現在のような非常時は討伐にどれだけの時間を要するか分からない〈モンスター〉に割く時間は最小限でなくてはならない。
「それに――」
仮に二人で戦っても勝てるかどうかは分からない。
最悪の場合は探索できるものがいなくなる。
「これが最善です……!」
リーベスがあの〈モンスター〉に勝ち! ステラが〝結界石〟を見つける!
これが最善。
「急ぎましょう! 〝結界石〟を見つけて結界を張り、リーベスの援護を!」
「ああ‼」
翼を収めてともに走る。
惑いながら、「正しい」と思う方へと。
☆
――深い夜。
連なる流星の円環。
その夜に獄炎の悲劇は起きた。
あまりに唐突に。
余りに不条理に。
言葉にできぬほど無慈悲に、無作為に、無意義に――。
「――――――ッッ‼」
獣を追い立て【獄炎の獣】はやってきた。
それはレインが十六のころ。
炎が街を吞み込む鯨波となった日。
「ヴィクトルさん!」
それでも誰も絶望しなかったのは、きっと彼がいたからだ。
「レインか」
その精悍な面構え。
正しく英雄。
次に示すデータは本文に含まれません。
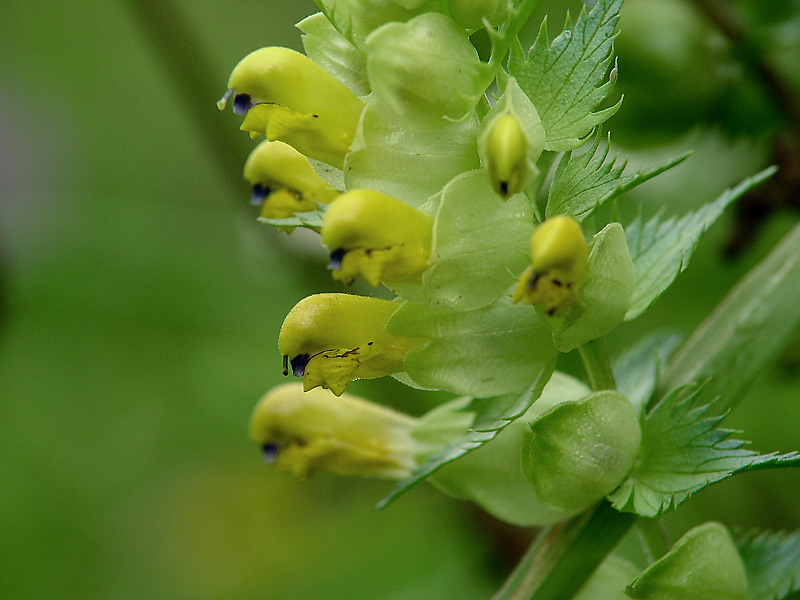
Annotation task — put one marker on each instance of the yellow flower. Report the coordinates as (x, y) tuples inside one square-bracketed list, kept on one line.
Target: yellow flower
[(306, 432), (331, 339), (286, 96), (558, 260), (374, 237), (283, 181)]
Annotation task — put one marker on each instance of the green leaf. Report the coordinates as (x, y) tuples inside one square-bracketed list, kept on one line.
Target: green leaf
[(661, 248), (637, 368), (772, 562), (583, 182), (493, 415), (408, 164), (330, 50), (746, 330), (478, 241), (567, 80), (494, 350), (683, 451), (312, 218)]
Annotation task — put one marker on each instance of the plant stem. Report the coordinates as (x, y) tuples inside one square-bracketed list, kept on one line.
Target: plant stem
[(595, 359), (565, 555)]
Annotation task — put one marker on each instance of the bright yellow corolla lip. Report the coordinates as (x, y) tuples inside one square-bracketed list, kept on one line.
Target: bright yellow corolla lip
[(375, 237), (331, 339), (285, 96), (558, 260), (307, 432)]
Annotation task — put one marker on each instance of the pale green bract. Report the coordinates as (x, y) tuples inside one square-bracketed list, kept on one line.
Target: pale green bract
[(566, 80), (494, 350), (479, 241), (397, 161)]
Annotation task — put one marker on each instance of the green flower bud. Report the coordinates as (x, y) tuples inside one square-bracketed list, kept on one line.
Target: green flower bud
[(510, 141), (287, 97), (426, 70), (470, 13), (580, 451), (307, 432), (491, 476), (374, 237), (283, 181), (358, 18), (558, 260), (331, 339), (703, 565)]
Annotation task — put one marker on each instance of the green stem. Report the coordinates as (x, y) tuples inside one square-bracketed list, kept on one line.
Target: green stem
[(565, 555), (596, 361)]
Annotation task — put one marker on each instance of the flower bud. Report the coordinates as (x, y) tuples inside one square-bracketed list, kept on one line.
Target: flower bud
[(426, 70), (358, 18), (578, 452), (510, 141), (470, 13), (703, 565), (374, 237), (331, 339), (558, 259), (286, 96), (306, 432)]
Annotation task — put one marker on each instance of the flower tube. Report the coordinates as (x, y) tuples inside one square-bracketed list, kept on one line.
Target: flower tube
[(285, 96), (374, 237), (331, 339)]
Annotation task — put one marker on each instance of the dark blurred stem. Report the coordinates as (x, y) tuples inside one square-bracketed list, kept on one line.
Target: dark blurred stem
[(773, 83), (198, 86), (565, 555), (596, 361)]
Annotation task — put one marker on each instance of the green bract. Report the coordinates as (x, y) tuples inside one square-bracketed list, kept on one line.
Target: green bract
[(510, 141), (580, 451), (492, 475), (425, 71)]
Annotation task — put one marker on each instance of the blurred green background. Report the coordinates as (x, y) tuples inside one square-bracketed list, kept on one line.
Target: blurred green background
[(141, 304)]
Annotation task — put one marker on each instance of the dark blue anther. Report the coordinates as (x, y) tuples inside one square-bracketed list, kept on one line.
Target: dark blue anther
[(260, 193), (299, 363), (335, 260)]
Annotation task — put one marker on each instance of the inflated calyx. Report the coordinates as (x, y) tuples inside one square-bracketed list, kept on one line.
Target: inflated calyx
[(307, 432)]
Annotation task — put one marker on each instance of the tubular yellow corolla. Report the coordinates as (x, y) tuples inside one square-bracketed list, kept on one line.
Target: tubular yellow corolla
[(283, 182), (558, 260), (375, 237), (285, 96), (331, 339), (306, 432)]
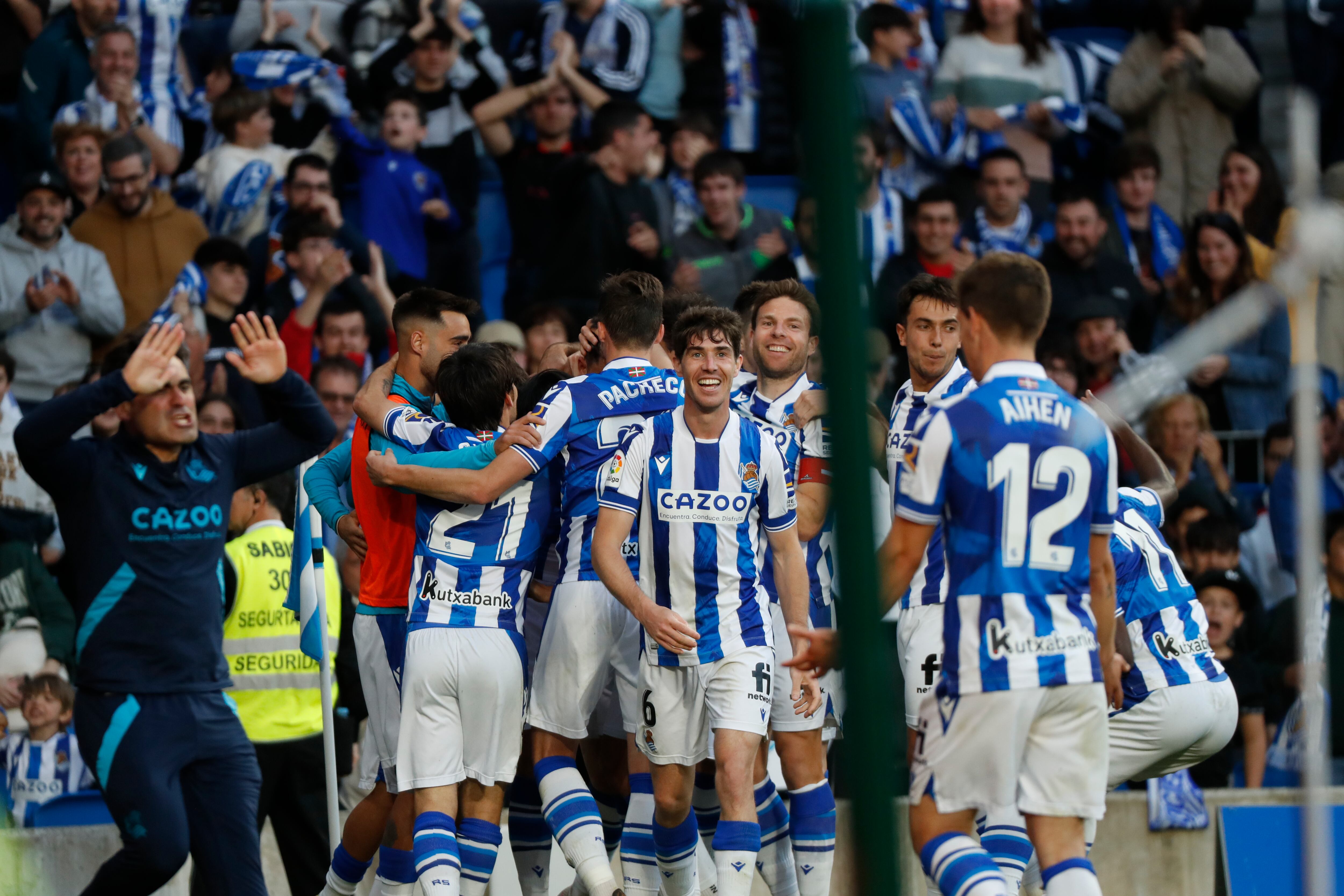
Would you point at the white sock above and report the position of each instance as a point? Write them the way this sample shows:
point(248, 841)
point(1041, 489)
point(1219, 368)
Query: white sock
point(1072, 878)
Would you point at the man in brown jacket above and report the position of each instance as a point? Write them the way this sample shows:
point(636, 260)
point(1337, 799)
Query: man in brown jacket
point(147, 238)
金の髪を長く伸ばしたその男は、矢張希望そのものだった。
「今から『怪獣協奏曲』を抑える。ついてこい」
「はい!」
彼の呼びかけでレインを含めた数名がヴィクトルの背を追いかけた。
彼の後塵を拝す栄誉に歓喜に震え、彼の超越なる力に感動する。
あれこそ英雄! あれこそ超越者! 万夫不当にして、完全無欠の大英雄‼
「……‼」
一瞬にして〈モンスター〉の第一陣を消し飛ばす。
剣の力を最大限引き出した彼の戦闘力は――あまりに甚大‼
強力無比なるその膂力! 魔力! 潜在力!
故に――。
「英雄……‼」
だが――其の英雄すら死んだ。
その絶望。
その終焉。
――其の落胆。
嗚呼、彼は忘れない。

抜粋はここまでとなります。